As the world’s population is shifting to urban cities in the developing world, how can we develop a business model that is flexible enough to interact in this exploding market, a market that is 2.5 billion people strong and growing? Developing markets are rife with challenges—direct funding capacity, political stability, location and complex social structures to name a few. Yet, these areas are also ripe with opportunities—multifaceted funding interests, abilities to leapfrog technology, innovative organizational models and creative forms of sustainability that are often non-technical. It is easy to understand how the skills we’ve acquired from working on some of the most innovative projects in the developed world could benefit projects in the developing world. Could this also work in the other direction, can we learn skills from working in the developing world that would give us an advantage in the developed world?

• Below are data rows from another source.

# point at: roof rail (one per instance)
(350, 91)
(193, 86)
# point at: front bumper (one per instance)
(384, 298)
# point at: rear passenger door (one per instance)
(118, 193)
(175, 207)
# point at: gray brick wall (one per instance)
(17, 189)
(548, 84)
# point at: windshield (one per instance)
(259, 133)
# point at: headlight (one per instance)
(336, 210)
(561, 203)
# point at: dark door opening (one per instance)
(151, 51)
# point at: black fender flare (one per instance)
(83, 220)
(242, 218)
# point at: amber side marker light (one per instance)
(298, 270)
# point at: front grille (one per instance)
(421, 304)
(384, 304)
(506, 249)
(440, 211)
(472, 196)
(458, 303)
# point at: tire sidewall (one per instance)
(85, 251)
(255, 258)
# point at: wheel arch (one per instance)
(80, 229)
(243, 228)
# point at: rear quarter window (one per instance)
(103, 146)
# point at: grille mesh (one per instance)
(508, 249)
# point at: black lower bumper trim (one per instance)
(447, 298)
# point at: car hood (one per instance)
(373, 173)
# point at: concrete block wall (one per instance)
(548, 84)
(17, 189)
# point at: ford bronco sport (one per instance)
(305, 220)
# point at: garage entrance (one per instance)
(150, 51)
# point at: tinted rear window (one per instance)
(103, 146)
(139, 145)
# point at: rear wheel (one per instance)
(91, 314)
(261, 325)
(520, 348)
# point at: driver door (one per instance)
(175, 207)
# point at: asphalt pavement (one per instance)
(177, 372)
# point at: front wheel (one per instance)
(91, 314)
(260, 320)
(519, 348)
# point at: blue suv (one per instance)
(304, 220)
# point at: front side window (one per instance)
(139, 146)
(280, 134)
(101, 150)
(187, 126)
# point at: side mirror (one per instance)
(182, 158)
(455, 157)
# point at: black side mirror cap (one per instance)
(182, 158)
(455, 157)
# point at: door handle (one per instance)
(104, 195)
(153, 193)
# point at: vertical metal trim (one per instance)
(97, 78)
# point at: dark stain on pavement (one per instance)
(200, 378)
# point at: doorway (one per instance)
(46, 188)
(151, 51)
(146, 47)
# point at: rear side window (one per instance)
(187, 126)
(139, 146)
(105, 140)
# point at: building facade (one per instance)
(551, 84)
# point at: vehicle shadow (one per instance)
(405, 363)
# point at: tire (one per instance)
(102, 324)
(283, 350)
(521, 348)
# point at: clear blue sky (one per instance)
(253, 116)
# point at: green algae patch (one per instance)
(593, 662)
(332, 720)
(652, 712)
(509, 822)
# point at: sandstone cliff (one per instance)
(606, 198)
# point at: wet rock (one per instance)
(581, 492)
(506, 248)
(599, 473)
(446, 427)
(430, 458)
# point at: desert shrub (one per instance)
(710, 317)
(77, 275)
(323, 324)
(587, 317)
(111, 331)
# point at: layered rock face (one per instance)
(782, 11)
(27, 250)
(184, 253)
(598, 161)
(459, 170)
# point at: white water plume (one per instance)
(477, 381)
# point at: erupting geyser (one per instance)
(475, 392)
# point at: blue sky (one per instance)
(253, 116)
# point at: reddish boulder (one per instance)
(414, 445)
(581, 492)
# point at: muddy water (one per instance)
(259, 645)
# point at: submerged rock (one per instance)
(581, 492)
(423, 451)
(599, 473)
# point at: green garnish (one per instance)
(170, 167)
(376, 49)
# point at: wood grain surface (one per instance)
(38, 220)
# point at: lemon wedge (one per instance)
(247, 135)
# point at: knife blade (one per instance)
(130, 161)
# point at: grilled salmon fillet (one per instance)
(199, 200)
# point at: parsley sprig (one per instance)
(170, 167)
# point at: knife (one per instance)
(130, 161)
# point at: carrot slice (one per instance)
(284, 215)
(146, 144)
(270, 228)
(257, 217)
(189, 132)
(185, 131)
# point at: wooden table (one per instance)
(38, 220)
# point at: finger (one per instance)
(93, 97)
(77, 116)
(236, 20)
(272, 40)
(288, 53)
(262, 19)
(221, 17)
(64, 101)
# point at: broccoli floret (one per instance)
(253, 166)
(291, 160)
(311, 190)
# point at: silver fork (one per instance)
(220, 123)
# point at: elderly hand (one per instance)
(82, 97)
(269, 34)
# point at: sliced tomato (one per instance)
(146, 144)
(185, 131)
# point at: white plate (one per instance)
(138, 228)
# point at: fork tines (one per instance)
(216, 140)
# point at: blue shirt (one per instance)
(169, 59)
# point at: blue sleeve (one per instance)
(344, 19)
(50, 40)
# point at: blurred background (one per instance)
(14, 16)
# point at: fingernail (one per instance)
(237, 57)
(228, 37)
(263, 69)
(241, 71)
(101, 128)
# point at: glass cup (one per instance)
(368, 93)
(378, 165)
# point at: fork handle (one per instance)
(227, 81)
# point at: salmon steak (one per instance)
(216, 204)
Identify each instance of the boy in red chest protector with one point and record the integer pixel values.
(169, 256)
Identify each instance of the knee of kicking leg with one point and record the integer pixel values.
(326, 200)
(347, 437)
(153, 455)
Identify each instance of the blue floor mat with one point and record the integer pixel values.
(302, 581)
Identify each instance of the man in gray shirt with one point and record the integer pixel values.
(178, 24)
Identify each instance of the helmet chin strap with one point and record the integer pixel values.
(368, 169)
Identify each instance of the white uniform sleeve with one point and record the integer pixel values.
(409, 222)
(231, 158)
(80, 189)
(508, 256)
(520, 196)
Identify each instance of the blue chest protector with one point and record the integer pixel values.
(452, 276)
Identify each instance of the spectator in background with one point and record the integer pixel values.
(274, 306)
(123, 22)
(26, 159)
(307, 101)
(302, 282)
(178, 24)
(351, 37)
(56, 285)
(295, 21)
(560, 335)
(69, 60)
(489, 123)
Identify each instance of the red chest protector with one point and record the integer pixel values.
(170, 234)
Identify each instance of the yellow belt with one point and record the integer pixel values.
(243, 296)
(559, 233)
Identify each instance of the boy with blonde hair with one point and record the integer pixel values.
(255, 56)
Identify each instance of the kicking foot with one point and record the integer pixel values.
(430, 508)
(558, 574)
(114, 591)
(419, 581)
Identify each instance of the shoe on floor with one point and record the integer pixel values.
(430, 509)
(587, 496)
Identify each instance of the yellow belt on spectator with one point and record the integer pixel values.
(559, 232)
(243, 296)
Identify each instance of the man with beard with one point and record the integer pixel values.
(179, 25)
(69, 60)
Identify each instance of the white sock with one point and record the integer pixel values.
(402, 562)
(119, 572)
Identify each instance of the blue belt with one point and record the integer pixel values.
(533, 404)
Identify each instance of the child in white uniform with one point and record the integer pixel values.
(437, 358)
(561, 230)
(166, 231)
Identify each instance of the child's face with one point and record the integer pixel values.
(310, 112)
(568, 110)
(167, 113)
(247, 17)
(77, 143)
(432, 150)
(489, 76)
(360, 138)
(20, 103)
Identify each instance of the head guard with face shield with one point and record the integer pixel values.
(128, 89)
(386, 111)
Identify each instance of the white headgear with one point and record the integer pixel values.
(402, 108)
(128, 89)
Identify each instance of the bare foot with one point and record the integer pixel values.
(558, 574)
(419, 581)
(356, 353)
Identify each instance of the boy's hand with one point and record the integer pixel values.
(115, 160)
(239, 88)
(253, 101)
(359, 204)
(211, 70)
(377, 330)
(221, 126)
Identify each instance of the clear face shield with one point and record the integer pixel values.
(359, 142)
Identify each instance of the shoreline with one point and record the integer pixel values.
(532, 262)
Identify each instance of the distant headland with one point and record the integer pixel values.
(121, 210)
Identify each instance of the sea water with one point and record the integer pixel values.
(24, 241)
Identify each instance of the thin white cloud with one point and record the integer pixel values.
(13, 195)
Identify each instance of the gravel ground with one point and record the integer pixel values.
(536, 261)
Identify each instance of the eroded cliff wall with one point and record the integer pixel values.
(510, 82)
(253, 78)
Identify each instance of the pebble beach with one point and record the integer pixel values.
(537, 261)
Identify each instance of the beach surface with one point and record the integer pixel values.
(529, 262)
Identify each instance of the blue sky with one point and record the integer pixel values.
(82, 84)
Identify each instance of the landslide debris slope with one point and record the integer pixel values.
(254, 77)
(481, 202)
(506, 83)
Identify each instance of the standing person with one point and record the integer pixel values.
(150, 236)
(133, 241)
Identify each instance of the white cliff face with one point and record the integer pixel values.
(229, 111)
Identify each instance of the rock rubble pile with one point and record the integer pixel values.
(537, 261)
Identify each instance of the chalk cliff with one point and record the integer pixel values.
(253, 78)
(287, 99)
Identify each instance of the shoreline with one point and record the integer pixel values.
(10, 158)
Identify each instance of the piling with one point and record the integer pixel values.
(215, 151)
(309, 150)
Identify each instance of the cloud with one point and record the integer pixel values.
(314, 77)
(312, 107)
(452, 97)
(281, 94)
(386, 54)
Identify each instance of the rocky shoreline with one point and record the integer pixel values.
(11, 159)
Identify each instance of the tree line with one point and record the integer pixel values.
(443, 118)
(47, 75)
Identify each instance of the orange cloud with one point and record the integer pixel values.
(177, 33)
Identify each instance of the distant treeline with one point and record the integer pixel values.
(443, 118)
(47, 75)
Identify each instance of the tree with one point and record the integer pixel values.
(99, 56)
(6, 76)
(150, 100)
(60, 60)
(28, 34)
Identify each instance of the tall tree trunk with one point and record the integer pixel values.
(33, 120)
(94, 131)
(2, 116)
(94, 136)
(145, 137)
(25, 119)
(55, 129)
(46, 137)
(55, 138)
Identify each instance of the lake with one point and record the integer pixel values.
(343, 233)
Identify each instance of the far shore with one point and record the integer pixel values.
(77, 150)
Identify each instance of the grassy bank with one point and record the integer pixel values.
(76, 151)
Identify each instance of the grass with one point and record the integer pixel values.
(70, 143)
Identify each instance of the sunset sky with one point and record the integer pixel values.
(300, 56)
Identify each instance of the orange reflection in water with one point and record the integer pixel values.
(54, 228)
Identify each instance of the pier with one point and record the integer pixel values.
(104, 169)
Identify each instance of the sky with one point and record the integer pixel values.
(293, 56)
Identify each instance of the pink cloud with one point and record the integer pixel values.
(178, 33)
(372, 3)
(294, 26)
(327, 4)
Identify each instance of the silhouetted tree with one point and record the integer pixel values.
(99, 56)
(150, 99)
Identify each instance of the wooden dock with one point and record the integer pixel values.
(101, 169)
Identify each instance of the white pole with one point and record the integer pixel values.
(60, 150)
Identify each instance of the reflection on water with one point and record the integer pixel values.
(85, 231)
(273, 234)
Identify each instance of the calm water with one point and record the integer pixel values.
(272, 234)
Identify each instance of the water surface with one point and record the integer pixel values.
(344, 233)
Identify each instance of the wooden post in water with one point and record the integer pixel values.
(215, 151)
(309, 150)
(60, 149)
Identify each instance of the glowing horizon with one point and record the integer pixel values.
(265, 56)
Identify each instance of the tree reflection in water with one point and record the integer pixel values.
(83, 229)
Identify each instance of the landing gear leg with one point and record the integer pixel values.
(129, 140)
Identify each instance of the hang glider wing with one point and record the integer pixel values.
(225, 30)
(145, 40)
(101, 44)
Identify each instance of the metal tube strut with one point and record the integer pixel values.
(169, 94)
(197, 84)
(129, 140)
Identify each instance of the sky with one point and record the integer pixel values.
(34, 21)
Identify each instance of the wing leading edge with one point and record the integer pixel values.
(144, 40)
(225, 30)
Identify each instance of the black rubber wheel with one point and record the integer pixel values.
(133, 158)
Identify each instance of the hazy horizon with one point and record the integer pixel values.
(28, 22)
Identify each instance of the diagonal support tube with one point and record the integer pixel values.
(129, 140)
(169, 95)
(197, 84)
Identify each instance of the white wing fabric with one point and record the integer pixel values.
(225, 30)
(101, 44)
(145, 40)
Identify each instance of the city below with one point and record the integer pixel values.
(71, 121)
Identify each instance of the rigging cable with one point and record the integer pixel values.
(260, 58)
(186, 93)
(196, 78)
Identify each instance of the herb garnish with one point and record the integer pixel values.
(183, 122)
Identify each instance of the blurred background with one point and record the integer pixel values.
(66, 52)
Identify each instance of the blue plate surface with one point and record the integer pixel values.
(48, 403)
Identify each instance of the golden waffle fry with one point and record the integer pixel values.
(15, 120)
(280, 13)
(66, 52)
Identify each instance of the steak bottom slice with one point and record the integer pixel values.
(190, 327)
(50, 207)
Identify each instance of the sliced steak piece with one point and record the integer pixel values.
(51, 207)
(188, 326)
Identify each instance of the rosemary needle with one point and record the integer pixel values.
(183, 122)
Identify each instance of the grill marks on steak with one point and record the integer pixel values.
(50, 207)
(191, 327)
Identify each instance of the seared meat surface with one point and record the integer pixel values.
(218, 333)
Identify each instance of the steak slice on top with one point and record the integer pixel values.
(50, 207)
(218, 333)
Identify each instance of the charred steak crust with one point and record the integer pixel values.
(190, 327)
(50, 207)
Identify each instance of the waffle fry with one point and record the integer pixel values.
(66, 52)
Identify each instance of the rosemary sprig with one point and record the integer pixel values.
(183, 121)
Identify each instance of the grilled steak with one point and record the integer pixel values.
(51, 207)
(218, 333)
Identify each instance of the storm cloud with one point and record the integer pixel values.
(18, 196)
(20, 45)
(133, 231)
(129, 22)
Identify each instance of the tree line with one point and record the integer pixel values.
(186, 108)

A business approach that may prove useful in strategizing how to increase our design work in the developing world is the concept of social entrepreneurship. Though this concept is nothing new, it has attracted increased attention in the last five to ten years, both as a way for businesses to have a greater and more direct impact on issues they find important and as an alternative to international aid models that have increasingly come under criticism for their long-term sustainability. Social entrepreneurship attempts to organize business around a social issue rather than a client. They are mission driven. This model may have multiple clients that each support the engagement of a single issue, possibly with different agendas that are organized and aligned by the entrepreneur. This model is therefore far more challenging in developing and managing clients or funding sources, yet provides distinct opportunities in its ability to focus an organization’s mission. Social entrepreneurship is ground up rather than top down.
Two primary business models exist for social entrepreneurship. As defined by Samer Abu-Saifan in Social Entrepreneurship: Definition and Boundaries, social entrepreneurship can either be a non-profit organization with an earned income strategy or a for-profit company with a mission driven strategy. On the non-profit end of the spectrum, these organizations would aim for mission growth while operating as a self-sufficient entity from their earned income and not reliant on grants or donations in the way that most non-profits currently are. Alternatively, for-profit companies would be aim for profit growth in order to sustain a mission goal.
How can social entrepreneurship be incorporated into the way we do business? How can we explore new funding sources to do project work? What business models are we not considering as the basis for project creation?
References:
Samer Abu-Saifan (2012). Social Entrepreneurship: Definition and Boundaries.
UN-Habitat. State of the World’s Cities.